Comme on le voit, si le tableau belge n'est pas franchement mauvais, il est loin d'être bon et les banques belges pourraient redoubler d'effort pour intégrer la lutte contre le réchauffement climatique dans leur stratégie d'entreprise. Les exemples et les outils font florès en la matière. Seule la volonté peut, le cas échéant, faire défaut. Aux parties prenantes du monde bancaire – et en premier lieu aux clients – de donner de la voix pour attiser une volonté encore trop incertaine!

 

1 “A Big Deal : Corporate Social Responsability and the Finance Sector in Europe”, décembre 2005, http://www.amisdelaterre.org/IMG/pdf/a_big_deal_-_uk_ngos_dec_05.pdf

2 « Banques françaises et environnement : presque tout reste à faire », février 2006, http://www.amisdelaterre.org/IMG/pdf/Rapport_banques_et_envt_fev_06-3.pdf

3 “Top Five Socially Responsible Investing News Stories of 2006”, http://www.socialfunds.com/news/article.cgi/article2197.html

5 Le Carbon Disclosure Project(CDP regroupe investisseurs et assureurs déterminés à faire pression sur les entreprises pour qu’elles maîtrisent leur « risque carbone » au même titre que d’autres risques liés à la pollution.

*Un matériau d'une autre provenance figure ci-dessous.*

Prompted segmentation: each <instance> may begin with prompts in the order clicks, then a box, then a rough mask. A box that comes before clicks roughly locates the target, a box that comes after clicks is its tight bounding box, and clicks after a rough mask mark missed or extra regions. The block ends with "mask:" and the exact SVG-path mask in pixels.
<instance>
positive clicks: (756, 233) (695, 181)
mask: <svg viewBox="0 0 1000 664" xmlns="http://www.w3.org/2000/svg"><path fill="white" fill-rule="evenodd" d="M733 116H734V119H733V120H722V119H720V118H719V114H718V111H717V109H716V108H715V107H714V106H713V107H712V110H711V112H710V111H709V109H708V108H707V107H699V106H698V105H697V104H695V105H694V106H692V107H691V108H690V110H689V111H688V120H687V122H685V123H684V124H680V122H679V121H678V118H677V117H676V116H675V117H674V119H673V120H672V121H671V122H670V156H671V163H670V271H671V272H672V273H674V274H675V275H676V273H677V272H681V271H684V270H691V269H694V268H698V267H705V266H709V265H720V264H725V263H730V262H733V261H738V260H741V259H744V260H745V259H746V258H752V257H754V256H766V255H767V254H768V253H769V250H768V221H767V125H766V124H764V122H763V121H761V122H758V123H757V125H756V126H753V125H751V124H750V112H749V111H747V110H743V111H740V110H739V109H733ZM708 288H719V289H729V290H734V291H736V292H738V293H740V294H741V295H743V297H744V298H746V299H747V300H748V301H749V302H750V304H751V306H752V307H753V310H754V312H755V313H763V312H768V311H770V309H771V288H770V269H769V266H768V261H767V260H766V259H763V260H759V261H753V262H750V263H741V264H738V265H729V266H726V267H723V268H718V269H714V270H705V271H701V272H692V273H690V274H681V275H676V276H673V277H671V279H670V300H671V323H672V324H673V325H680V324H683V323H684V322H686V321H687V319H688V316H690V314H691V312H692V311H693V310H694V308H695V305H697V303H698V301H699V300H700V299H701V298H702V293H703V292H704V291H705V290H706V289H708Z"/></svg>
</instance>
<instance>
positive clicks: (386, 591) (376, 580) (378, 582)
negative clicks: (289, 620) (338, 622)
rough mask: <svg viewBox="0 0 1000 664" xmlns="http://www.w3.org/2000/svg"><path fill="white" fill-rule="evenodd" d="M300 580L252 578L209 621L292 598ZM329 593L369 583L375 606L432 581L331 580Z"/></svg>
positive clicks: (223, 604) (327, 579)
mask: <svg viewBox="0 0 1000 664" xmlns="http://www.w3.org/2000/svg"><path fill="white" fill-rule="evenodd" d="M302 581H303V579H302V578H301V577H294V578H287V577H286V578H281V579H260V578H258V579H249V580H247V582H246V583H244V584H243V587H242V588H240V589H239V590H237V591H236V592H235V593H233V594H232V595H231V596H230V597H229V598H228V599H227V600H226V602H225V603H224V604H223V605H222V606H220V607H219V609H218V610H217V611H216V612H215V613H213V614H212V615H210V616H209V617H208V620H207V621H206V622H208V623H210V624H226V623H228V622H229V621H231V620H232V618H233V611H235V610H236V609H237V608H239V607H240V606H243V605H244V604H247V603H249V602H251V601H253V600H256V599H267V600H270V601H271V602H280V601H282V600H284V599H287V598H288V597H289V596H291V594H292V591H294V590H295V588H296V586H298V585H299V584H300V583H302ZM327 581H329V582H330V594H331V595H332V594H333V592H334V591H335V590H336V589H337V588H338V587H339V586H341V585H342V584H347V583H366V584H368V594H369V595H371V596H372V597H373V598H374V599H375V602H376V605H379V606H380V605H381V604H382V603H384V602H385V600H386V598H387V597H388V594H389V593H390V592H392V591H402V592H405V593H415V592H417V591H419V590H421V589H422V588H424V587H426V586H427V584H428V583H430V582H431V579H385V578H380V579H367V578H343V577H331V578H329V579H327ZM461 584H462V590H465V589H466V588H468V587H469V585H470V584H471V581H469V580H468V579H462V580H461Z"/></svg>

6 « Banques françaises et environnement : presque tout reste à faire », op.cit.

7 BankTrack est un réseau d’organisations non gouvernementales (ONG) et d’individus qui surveille les opérations du secteur financier privé (banques commerciales, investisseurs, compagnies d’assurance, fonds de pension) ainsi que les impacts de ses opérations sur l’Homme et la planète.

8 A Challenging Climate, What international banks should do to combat climate change, 2007.

9 Banktrack, Mind the gap, Benchmarking credit policies of international banks, décembre 2007.